Seluruh siswa masuk ke kelasnya masing-masing. Suara berisik dan anak-anak yang sedang bercanda pun seolah hilang berhenti bersuara, mereka masuk kelas dengan senangnya. Suasana di luar kelas kini jadi hening.
Aku, Eko, Noni dan teman-teman yang lain segera berbaris dan masuk ke dalam kelas.
“Selamat pagi anak-anak” sapa guru baru kami yang masuk dari pintu depan.
“Selamat pagi Bu..” seruan kami penuh semangat.
“Perkenalkan ibu adalah wali kelas kalian yang baru. Nama ibu adalah bu Ida. Ibu tinggal di desa Sideraja sebelahan dengan desa Nagarakembang, kata bu Ida.”
Aku, Eko dan Noni pun terkejut. “Keenan ternyata bu Ida itu satu desa denganmu ya?” kata Eko. “Ya Eko aku juga baru tahu sekarang, hehe sambil tertawa” jawabku kepada Eko.
Ibu Ida berkata “anak-anak hari ini kita juga akan kedatangan murid baru.” Sekarang Ibu akan memperkenalkannya kepada kalian, sambil menunjuk ke arah anak baru tersebut.

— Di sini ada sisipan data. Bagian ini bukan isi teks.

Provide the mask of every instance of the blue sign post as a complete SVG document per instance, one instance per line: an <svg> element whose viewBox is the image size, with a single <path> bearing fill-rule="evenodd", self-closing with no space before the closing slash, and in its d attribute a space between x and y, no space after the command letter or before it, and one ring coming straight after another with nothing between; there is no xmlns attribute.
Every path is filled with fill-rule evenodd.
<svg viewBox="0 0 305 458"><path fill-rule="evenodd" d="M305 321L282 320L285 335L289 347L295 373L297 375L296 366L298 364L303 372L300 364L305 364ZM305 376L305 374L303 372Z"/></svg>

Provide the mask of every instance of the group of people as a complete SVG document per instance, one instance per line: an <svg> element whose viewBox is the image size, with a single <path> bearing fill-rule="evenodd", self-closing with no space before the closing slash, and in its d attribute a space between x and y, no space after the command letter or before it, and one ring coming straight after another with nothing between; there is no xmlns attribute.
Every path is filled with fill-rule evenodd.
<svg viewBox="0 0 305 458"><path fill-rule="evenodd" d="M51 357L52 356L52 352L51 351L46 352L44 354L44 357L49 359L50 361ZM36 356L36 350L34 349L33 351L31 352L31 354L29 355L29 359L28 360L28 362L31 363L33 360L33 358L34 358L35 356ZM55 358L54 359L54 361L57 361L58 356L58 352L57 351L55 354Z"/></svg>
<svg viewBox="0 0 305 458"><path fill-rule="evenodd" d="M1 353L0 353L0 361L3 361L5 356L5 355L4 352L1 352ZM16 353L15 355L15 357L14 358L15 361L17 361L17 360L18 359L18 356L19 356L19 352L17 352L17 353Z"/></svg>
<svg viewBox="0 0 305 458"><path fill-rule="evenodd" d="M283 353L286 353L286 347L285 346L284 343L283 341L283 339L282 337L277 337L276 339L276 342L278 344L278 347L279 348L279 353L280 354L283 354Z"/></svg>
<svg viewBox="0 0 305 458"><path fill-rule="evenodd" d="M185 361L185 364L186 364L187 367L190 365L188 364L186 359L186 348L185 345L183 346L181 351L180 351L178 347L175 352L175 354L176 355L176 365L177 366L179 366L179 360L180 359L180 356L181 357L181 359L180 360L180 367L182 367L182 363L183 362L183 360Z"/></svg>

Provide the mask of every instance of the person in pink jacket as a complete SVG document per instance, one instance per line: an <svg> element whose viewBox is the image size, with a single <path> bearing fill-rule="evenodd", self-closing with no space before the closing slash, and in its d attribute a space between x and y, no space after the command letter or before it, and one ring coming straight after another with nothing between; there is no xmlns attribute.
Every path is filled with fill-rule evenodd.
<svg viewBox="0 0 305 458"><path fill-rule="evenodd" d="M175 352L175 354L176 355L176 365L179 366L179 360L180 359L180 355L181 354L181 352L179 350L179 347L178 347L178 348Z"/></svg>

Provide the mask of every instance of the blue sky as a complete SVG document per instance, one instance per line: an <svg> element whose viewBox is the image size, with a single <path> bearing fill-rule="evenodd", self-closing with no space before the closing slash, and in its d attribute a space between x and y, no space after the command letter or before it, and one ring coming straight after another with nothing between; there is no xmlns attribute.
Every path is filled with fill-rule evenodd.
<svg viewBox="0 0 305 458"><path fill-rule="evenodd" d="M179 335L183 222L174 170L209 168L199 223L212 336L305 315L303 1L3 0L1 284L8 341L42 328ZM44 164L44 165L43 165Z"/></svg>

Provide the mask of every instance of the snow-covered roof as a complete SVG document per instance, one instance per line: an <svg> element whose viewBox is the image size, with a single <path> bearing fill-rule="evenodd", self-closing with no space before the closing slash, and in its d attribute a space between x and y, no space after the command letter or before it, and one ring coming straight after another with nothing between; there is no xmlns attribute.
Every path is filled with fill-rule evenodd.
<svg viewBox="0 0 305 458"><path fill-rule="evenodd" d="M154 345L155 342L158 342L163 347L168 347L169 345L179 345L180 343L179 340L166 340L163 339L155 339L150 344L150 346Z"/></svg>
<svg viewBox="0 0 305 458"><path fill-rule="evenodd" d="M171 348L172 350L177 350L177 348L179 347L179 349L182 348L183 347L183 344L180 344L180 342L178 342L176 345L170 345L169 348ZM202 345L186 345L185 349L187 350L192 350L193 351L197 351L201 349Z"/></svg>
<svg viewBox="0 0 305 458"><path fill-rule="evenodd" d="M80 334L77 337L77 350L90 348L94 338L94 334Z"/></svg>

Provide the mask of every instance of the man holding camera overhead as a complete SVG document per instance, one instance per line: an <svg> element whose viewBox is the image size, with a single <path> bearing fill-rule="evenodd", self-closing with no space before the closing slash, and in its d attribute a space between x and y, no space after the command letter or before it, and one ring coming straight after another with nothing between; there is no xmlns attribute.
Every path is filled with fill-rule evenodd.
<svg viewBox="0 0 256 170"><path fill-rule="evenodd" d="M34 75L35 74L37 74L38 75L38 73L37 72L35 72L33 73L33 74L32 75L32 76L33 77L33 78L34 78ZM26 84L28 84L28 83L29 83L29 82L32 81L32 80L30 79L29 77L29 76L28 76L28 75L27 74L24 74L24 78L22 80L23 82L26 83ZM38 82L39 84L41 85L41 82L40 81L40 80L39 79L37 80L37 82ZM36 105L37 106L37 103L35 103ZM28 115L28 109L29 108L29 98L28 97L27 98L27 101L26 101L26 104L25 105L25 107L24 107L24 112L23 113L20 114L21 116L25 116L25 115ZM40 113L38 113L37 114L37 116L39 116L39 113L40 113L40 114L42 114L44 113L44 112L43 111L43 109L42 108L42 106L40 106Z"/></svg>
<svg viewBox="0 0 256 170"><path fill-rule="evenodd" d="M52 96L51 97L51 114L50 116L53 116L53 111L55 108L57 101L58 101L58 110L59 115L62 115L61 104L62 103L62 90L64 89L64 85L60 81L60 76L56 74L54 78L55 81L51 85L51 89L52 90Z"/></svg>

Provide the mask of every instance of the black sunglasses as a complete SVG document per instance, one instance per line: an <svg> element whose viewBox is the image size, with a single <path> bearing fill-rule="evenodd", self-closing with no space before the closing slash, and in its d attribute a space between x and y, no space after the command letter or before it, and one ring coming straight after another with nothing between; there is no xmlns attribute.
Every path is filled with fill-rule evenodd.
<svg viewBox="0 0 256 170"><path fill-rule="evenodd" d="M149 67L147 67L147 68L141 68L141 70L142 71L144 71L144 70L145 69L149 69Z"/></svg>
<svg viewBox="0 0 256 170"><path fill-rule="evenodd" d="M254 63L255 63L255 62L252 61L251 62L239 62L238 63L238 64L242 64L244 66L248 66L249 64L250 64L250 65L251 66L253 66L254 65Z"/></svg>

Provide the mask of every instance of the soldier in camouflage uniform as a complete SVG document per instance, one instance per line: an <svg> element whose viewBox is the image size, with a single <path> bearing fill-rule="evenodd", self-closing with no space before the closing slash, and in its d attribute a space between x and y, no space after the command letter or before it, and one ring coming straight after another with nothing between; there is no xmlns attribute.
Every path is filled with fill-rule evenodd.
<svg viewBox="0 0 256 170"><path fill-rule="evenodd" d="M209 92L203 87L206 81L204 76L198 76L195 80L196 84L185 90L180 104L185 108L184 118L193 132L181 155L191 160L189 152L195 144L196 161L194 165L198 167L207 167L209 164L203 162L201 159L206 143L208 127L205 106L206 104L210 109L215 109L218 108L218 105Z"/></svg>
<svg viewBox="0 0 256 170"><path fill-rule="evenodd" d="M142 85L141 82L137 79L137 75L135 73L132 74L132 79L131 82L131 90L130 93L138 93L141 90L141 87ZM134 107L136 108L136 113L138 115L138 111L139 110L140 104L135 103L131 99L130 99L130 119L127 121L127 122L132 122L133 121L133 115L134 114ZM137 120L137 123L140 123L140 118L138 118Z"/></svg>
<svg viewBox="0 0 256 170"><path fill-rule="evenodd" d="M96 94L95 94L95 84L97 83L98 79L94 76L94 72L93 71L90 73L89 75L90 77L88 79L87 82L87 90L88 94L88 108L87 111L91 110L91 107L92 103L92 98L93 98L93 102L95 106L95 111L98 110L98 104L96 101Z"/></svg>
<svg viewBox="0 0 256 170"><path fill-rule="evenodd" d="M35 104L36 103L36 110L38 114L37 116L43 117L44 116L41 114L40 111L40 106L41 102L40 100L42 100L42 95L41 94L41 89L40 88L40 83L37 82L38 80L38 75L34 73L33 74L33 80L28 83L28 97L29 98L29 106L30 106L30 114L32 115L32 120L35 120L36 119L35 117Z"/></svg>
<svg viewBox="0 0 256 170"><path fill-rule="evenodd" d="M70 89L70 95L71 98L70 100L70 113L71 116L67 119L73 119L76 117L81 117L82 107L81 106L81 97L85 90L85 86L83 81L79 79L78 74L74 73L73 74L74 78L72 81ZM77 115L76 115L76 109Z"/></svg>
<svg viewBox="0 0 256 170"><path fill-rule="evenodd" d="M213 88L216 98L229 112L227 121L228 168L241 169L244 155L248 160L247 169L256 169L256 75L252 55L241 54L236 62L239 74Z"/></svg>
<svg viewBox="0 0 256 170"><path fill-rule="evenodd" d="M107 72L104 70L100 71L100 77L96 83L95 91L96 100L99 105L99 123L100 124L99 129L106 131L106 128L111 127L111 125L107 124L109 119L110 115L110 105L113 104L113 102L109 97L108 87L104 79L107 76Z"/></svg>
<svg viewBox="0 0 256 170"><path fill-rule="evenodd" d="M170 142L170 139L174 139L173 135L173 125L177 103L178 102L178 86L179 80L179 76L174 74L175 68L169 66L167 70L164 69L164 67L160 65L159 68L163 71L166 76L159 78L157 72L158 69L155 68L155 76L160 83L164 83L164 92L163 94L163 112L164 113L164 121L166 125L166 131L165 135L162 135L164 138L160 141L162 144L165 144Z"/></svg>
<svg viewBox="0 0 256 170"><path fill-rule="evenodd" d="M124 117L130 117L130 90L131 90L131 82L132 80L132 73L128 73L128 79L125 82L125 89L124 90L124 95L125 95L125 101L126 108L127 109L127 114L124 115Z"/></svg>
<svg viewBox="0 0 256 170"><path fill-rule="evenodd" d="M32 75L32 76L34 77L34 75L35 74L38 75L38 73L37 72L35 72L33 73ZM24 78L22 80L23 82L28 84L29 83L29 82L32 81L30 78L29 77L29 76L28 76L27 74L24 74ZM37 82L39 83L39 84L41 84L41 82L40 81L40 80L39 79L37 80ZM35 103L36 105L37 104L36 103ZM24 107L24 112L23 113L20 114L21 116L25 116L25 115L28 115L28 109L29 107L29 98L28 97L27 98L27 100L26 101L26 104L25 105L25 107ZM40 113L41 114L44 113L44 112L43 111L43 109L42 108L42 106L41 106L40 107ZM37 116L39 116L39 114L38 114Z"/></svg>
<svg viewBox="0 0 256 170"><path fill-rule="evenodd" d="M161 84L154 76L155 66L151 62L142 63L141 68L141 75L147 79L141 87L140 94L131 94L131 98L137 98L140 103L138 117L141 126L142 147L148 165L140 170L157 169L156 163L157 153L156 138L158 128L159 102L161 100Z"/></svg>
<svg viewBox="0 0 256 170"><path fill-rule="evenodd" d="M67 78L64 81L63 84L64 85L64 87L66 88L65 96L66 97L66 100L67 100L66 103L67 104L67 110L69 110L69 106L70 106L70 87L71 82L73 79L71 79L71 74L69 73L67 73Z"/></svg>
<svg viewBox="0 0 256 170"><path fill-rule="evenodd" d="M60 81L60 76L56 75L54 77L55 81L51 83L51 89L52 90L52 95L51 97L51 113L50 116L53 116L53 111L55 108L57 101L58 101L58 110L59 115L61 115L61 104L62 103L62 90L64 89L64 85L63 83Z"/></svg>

Saat itu suasana kelas menjadi hening seketika, semua perhatian siswa tertuju kepada siswa baru tersebut. Keenan, Eko, Noni dan semua teman sekelasnya dibuat melongo.
“Eko, penampilan anak perempuan itu aneh sekali bisik Kenan”
“Ya benar, kata Eko sambil sedikit menertawakan”
“Selamat pagi teman-teman. Perkenalkan nama saya Kugy Alisya, biasa dipanggil Kugy”. sapanya.
“Selamat pagi” jawab seluruh siswa.
“Silahkan duduk Kugy, suruh bu Ida”
“Baik bu, jawab Kugy”
Kugy pun duduk dibangku yang kosong. Nah ibu harap kalian dapat berteman akrab dengan Kugy.
Anak-anak sekarang kalian sudah menjadi anak kelas VI Sekolah Dasar. “Ibu harap kalian bisa belajar dengan rajin dan berusaha semaksimal mungkin untuk bisa meraih apa yang kalian harapkan, nasihat bu Ida.”
“Baik bu, kami mengerti” jawab seluruh siswa dengan penuh semangat.
“ Baiklah kalau begitu, mari kita mulai pelajarannya” ajak Ibu Ida.
Akhirnya pelajaran pun dimulai. Dengan suasana ceria dan gembira pelajaran dihari pertama pun berjalan dengan lancar.
Suara lonceng berbunyi menandakan waktunya istirahat. Semua siswa diperbolehkan keluar kelas. Tatapanku tiba-tiba tertuju pada kugy dan teman-teman. Aku melihat teman-temanku memandangi Kugy dengan aneh. Saat itu Kugy berjalan dengan menjinjitkan kaki. Aku, Eko dan Noni mencoba memperhatikan Kugy dengan seksama. Penampilannya memang terlihat sangat aneh tubuhnya kecil, kacamatanya besar, bajunya pun tidak begitu rapi.
Aku merasa kasihan saat Kugy sedang diejek teman-teman sekelasnya. Aku melihat Bimo akan menjahili Kugy. Bimo sengaja meletakkan kakinya agar Kugy tersandung. Aku berteriak, “Kugy awaaaaaaas”. Tapi terlambat, Kugy terjatuh semua anak tertawa. Aku menghampiri Kugy dan aku bantu berdiri serta ku ambilkan pula buku-bukunya.
“Terima kasih, Keenan!” Terima kasih, kulihat matanya berair. Kugy pun berlalu sambil tertatih-tatih. Semua terdiam termasuk Eko dan Noni ketika melihatku menolong Kugy.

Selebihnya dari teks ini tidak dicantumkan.